Potential Dog DataTable

potential_doggos_ext = pd.DataFrame({
    'name': names2,
    'dog_info': dog_infos,
    'tags': tags2,
    'description': description
})

new = potential_doggos_ext["dog_info"].str.split("|", n=3, expand=True)

potential_doggos_ext["Breed"] = new[0]
potential_doggos_ext["Sex"] = new[1]
potential_doggos_ext["Age"] = new[2]
potential_doggos_ext["Weight"] = new[3]

potential_doggos_ext = potential_doggos_ext.astype("string", errors="ignore")

potential_doggos_ext
name dog_info tags description Breed Sex Age Weight
0 Sugar English Bulldog | Female | 2 Years Old | 43 Lbs QUICK FACTS: ✔️ Housebroken! ✔️ Good in car... Sugar gets up around 6:30/7am in the morning f... English Bulldog Female 2 Years Old 43 Lbs
1 Pride pointer/terrier Mix | Female | 11 months Old |... QUICK FACTS: ✔️ Good with other dogs! ✔️ Cr... PUPDATE 4 pointer/terrier Mix Female 11 months Old 46 Lbs
2 Myla german shepherd Mix | Female | 1 year old | 48... QUICK FACTS: ✔️ Housebroken! ✔️ Good for be... Myla is an energetic and loving German Shepher... german shepherd Mix Female 1 year old 48 Lbs

Final Thoughts

This was a great way to revisit my original scraper.

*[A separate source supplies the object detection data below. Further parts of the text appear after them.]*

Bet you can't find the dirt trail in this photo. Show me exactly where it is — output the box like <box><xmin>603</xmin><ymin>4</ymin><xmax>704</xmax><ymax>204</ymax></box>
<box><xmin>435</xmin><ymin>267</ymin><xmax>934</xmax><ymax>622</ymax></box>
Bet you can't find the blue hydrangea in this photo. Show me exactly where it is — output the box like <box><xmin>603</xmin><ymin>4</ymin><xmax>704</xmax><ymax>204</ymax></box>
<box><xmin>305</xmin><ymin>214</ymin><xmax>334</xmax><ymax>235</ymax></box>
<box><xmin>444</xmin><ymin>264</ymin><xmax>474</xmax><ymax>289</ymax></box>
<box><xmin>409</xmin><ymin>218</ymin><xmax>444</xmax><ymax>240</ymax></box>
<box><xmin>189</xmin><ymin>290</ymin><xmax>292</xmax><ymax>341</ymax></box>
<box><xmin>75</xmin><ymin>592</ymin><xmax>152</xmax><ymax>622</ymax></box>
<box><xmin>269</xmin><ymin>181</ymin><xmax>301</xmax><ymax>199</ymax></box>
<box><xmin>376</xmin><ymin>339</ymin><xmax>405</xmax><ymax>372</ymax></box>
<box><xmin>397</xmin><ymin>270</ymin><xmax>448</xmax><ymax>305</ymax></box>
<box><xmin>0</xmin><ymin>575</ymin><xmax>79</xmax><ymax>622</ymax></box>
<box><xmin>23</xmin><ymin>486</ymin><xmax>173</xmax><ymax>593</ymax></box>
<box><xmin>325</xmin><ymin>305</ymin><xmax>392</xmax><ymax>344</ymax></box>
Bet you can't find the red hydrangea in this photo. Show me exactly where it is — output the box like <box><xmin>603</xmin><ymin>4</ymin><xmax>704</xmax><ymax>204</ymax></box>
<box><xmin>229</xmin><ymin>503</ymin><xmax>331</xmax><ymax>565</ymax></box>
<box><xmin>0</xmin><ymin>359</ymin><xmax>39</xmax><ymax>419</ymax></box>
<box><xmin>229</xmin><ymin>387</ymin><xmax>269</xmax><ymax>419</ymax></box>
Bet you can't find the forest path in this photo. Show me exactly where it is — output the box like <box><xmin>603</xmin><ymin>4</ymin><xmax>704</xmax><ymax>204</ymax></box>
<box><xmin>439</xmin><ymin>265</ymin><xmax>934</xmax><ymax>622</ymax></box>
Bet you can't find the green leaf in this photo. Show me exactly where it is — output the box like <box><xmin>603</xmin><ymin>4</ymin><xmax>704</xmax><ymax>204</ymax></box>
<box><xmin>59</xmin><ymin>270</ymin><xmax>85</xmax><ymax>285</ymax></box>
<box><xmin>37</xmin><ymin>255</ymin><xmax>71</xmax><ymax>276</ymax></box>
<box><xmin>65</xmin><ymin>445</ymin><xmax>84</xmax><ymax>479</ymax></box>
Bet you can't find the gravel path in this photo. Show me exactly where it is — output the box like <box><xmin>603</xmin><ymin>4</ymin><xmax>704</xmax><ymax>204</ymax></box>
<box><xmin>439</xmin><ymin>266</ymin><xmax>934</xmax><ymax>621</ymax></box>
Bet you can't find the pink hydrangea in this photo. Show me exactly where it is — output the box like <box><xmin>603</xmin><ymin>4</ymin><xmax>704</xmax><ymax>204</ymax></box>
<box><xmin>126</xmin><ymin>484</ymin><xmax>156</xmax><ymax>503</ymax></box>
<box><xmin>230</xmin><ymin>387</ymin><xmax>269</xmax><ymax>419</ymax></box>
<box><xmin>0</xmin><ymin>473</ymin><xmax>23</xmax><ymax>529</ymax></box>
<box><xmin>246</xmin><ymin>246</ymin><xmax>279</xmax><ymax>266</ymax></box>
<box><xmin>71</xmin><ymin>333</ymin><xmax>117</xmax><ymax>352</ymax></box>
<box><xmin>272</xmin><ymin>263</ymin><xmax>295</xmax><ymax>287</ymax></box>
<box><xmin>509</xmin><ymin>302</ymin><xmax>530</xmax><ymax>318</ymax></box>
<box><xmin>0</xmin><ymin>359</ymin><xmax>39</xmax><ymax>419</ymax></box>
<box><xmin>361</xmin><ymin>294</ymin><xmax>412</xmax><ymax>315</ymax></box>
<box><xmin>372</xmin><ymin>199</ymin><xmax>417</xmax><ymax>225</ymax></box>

I learned a lot about what html containers are displayed on the “Inspect” tool of the webpage vs. what actually is scraped. It is also unfortunate that certain parts of the page were not structured to fit what the web scraper is scraping. Most of the “Updates” section is in a “p” container with a null class, which is shared by other, non-update related page elements. For that reason, I chose to only scrape the first paragraph. While many dogs will have more than one paragraph of updates, it was better to grab just the first paragraph as all dogs will have this filled out. Similarly, for dogs with multiple paragraphs in their “Updates” section, displaying all paragraphs in the data table may not be the best formatting wise. If I were to want to grab all paragraphs in the future, it wouldn’t be too much more work to add another ‘for’ loop, string concatenate the results above the 0th container, and filter out the unrelated results.